For months I plotted and planned trying to figure a way out of working with my boss – Should I move to a different department? Perhaps take a similar job in another company? Change roles completely? – Anything to get away from my boss. My boss and the environment she created was making me hate my life. I scheduled vacations to try to find a job closer to where I had grown up but my boss cancelled all of my time off.
April Fool’s Day became the day I decided that I’d leave no matter what. I had no job to go to but could no longer tolerate her abuse. My closing note was, “If you hit me over the head with a baseball bat every morning, it would do less damage than what you do to me.”
I took the fool’s leap, quit my job, packed my apartment and moved with no plan but to get away. It was so out of character to my responsible, stick it out no matter what, self. I had always excelled, especially with my people skills, and could get along with almost anyone….but not her. I found out later that my replacement in that position had suffered a nervous breakdown.
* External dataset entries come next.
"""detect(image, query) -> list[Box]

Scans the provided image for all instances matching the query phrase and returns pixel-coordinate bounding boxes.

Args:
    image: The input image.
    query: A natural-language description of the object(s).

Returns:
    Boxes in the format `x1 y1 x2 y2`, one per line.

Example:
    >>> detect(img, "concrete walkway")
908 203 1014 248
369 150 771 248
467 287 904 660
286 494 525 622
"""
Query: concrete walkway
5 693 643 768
April Fool’s Day is a career celebration day for me every year. It reminds me to make brave choices that support who I am and who I can be. Looking back, I am grateful to have made the choices I have made. I have lived a full life and have loved my work. Since then, I have been quick to course correct when my work is out of alignment with who I am.
Today reminds me to be brave and take a leap for the path that is calling. What felt like a Fool’s Journey was a great lesson in knowing that no job is worth losing your dignity as a human being.
Happy April Fool’s Day – Happy Career Bravery Day!!!